En vano trato de esconderme con mi insostenible técnica de mirar el celular totalmente descargado.
Son mujeres en la plenitud de su desparpajo y se lo gozan sin ataduras ni complejos. Ahora que terminaron de comer piden café. Una de ellas dice que es lo mejor para la hora porque les abre la mente y les reactiva el ánimo. Al oír estas palabras, la cachorra que llegó de último, se incorpora de repente y propone que entonces le agreguen a cada taza dos copitas de aguardiente para ver si, además de la mente, se abren los sentidos y quién quita que otras cosas también. Vuelven a reir.
Hacen enrevesados juegos de palabras con el divorcio y la intolerancia a la lactosa, con sus maduros pretendientes y medicamentos azules, con la pista de baile y el óxido en las articulaciones, con los muchachos y las bondades del colágeno. Todo eso con sus gestos y palabras juveniles.

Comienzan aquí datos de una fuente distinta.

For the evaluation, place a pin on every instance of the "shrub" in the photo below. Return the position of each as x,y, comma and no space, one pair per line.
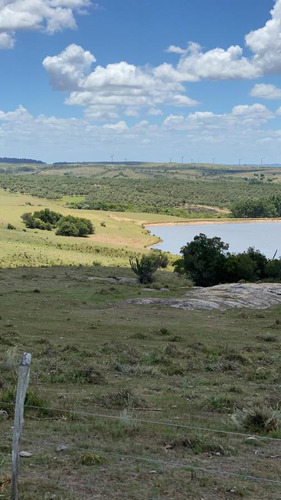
259,419
146,266
74,226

Yo ya no puedo más. En este punto mi fachada del celular es inútil. No puedo evitar reirme con descaro. Ahora las cachorras se ríen abiertamente conmigo celebrando sus propias ocurrencias. Me han hecho la noche. No me queda sino pagar la cuenta. Antes de irme me despido de ellas y les invito otra ronda de cervezas deseándoles en silencio una larga vida de desparpajo mientras brindo por la salud de las cachorra.

Retrato de un pesimista

Justo cuando cerré la puerta del taxi, y antes de que pudiera articular alguna palabra para anunciar mi destino, el conductor me preguntó a quemarropa: «bueno hermano, ¿por cuál trancón nos vamos?»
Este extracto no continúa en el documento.